Shikwati disagrees on this aspect. “One would say, yes, infrastructure normally has that longterm effect that will transform their continent. But under the current political dispensation, you notice that it is China that is winning because they build the infrastructure there, they are making use of debt diplomacy. Therefore they are trying to influence how things are done in Africa, specifically how to win business and project tenders.”

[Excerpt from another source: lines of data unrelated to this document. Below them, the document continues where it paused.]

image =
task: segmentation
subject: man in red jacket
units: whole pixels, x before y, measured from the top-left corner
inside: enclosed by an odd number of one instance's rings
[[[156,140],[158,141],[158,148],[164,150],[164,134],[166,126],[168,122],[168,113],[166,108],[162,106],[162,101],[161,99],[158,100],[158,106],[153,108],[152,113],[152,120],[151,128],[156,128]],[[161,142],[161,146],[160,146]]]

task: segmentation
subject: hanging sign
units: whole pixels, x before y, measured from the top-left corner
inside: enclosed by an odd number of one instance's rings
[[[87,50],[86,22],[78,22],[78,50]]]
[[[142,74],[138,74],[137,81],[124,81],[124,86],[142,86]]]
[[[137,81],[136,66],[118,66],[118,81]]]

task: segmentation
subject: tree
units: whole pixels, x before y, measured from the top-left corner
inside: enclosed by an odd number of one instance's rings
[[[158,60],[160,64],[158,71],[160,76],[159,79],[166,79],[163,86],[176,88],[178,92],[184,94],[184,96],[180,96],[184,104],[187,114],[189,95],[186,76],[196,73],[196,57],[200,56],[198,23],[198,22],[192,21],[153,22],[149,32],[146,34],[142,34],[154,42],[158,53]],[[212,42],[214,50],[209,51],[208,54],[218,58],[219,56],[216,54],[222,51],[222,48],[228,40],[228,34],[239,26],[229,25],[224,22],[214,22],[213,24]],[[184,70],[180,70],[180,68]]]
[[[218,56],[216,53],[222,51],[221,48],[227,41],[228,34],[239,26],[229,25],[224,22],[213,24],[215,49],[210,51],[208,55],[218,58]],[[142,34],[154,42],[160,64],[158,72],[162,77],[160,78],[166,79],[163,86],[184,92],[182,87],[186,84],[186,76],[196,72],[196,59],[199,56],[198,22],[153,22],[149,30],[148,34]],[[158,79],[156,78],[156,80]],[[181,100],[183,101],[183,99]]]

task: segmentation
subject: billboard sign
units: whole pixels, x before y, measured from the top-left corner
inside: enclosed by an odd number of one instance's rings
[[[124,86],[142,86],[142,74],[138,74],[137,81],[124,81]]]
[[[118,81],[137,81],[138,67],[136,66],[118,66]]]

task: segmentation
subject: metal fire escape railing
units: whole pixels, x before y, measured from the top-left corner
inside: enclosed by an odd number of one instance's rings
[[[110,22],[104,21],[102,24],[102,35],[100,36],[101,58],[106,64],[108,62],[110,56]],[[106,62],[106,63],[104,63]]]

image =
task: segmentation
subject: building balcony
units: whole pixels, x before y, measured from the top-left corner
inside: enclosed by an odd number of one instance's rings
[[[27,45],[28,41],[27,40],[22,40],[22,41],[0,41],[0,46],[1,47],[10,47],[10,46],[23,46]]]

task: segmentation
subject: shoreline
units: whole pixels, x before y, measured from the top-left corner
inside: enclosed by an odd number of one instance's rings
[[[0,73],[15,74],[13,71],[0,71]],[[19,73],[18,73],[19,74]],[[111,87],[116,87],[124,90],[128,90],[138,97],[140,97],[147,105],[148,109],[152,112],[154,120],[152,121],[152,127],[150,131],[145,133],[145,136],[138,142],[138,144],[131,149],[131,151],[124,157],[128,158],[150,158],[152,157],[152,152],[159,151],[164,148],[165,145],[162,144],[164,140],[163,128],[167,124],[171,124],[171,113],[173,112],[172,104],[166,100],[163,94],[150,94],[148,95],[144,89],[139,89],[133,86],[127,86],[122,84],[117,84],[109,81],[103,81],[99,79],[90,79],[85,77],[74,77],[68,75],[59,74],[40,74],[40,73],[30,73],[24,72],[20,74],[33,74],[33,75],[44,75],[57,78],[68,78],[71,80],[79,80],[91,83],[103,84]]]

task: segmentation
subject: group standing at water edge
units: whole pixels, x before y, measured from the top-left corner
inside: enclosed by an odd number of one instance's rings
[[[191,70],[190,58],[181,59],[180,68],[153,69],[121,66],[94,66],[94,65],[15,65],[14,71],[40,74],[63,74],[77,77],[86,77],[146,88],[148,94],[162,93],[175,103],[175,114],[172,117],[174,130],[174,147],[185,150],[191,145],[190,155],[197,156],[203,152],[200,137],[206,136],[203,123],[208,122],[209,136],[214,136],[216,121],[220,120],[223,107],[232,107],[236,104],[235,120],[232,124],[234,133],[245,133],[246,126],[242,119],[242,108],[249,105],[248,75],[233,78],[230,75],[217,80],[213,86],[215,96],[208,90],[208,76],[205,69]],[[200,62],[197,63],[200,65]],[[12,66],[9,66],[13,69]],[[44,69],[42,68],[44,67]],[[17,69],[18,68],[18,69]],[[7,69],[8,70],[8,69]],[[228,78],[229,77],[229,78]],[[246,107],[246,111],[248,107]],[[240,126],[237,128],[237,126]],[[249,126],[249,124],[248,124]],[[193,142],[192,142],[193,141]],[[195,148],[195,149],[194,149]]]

At the end of the day, Colander says, the Chinese went to Africa with more money and more engagement than other countries. “And I think that made a sizable impact on the continent.” It all comes down to the situation in which African leaders find themselves at the moment, namely, seeing themselves confronted with a demographic boom that will put another billion people on the continent by 2025. “On the one hand African leaders have to gamble with their children’s future, they have to borrow vast amounts of money in order to build the infrastructure that will create the jobs and the industrialization that will then power their economies for this demographic boom that is coming down the line in Africa.” Global and private markets would charge interest rates up to seven times what the Chinese are charging. “At the end of the day, these African leaders are recognizing that they don’t have a lot of choice.” There is a lot of criticism of African leaders for borrowing too much from China, Colander agrees. “But that does not answer the question “If not China, then who?”